The interpretation of models as tools to broaden the understanding of the processes at hand, through illuminating the information gaps, feedbacks, unintended consequences, and other aspects of individual-level human decisions and their impact on observed macroscopic, population-level patterns, is one of the many non-predictive applications of formal modelling (Epstein, 2008). In fact, as with the examples presented in this book, the purely predictive uses of models become of secondary importance. There is so much uncertainty in complex social and population processes, that not only proper description of the full extent of this uncertainty becomes difficult, but also any formal decision analysis on the basis of such predictive models would be very limited, and may well be hardly possible.

In the case of complex social processes, even once everything that is potentially known or knowable has been accounted for, and the corresponding epistemic uncertainty, related to imperfect knowledge, has been reduced, the residual uncertainty remains large.
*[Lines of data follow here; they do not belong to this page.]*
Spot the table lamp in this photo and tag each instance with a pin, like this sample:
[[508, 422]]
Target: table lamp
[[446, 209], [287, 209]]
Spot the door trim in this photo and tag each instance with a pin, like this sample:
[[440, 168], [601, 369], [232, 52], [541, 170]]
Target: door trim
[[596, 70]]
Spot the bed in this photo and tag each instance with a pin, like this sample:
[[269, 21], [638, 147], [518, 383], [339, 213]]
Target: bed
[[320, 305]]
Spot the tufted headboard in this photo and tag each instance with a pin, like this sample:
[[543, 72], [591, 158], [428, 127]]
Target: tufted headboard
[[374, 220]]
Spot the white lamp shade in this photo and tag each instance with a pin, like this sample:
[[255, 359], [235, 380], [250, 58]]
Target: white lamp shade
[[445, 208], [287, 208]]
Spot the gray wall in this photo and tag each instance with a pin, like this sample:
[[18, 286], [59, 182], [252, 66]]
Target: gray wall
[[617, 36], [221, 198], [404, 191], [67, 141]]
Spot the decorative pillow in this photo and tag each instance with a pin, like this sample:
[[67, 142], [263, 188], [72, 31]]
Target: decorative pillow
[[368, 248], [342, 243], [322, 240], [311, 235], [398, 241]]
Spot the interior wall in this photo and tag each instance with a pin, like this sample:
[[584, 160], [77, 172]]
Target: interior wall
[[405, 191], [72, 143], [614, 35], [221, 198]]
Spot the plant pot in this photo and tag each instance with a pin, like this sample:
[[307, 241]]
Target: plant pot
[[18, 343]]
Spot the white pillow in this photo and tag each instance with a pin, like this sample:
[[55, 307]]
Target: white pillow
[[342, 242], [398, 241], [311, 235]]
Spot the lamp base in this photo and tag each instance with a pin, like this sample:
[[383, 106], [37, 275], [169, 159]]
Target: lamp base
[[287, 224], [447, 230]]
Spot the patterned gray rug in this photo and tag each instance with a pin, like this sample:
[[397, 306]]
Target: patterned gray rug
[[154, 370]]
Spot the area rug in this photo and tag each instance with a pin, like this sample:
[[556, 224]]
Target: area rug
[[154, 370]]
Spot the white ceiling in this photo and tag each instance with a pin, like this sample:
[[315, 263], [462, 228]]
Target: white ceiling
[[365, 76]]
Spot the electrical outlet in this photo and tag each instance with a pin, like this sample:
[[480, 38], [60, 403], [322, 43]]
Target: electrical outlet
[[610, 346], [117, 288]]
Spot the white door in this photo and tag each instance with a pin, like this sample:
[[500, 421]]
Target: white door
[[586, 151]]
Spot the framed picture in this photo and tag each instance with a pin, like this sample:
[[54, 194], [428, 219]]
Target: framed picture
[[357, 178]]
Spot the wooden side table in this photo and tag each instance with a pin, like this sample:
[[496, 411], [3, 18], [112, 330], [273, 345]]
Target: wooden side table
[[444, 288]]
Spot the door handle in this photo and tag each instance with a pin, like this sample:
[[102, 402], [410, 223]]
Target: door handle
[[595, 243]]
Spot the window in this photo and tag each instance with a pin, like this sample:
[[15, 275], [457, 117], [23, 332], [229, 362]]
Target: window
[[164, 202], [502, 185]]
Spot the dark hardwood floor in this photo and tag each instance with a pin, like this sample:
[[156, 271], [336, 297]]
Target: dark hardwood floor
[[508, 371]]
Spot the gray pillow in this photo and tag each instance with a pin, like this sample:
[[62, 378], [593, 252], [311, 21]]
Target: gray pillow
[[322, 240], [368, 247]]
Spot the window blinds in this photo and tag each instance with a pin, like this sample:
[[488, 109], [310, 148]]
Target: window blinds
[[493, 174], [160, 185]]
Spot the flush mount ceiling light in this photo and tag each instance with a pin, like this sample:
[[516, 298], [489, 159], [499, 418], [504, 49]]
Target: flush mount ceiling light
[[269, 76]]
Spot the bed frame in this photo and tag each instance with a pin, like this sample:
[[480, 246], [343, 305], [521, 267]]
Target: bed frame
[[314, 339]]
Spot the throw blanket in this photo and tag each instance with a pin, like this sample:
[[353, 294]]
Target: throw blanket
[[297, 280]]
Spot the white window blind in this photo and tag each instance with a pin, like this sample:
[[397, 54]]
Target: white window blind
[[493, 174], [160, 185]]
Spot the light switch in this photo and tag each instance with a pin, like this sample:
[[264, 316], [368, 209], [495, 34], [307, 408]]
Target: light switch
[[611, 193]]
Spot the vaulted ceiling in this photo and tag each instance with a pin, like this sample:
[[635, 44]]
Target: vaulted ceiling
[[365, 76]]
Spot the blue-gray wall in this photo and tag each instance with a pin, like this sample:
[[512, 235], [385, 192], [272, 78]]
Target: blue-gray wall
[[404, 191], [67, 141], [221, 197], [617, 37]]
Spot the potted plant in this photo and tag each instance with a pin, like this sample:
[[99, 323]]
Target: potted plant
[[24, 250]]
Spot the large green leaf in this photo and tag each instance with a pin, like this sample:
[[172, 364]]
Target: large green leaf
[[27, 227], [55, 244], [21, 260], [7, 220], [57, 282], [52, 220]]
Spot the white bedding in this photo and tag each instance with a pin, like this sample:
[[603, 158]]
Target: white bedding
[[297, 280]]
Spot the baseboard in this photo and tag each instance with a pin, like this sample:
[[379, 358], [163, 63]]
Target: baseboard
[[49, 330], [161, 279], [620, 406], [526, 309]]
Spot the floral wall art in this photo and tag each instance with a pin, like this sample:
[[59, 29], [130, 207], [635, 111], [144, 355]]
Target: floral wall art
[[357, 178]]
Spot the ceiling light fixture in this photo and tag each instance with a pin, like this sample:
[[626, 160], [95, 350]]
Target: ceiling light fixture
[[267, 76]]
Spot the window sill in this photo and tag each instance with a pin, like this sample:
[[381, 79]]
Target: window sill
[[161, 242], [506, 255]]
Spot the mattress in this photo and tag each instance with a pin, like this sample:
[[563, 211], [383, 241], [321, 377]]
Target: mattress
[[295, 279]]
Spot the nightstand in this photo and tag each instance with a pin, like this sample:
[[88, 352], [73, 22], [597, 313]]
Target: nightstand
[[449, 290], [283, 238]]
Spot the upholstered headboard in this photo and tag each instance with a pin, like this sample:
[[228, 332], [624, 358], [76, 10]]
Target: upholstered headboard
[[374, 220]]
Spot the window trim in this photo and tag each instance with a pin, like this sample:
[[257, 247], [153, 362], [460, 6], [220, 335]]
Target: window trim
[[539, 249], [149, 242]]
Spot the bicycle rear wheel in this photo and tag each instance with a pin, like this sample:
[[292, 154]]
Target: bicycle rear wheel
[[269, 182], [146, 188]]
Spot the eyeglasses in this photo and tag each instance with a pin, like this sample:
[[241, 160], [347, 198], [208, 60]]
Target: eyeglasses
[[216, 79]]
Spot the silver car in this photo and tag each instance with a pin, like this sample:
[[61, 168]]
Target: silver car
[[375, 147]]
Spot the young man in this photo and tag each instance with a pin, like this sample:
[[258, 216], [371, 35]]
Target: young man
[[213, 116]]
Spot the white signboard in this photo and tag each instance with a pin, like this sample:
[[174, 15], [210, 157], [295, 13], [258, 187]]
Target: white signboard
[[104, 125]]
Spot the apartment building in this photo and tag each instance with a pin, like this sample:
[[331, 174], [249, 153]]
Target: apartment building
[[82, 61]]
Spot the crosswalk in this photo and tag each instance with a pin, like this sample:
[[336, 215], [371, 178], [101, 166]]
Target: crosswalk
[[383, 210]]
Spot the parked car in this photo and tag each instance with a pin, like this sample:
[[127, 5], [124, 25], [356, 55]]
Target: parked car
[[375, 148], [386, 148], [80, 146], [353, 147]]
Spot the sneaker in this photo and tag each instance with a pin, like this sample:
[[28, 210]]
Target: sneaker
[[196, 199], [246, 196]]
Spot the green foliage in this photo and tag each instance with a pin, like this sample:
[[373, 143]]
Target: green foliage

Even the most carefully designed and calibrated models still reflect the underlying messy and complex social reality, which is characterised by relatively large and irreducible aleatory uncertainty, related to the intrinsic randomness of the social world. For such applications, the focus of the analysis shifts from exact prediction and the resulting well-defined cost-benefit decision analysis, to aiding the broader preparedness and planning. In this way, the models can play an important role in testing the impact of different scenarios and assumptions, including qualitative ones, in a logically coherent simulated environment (Chap. 9).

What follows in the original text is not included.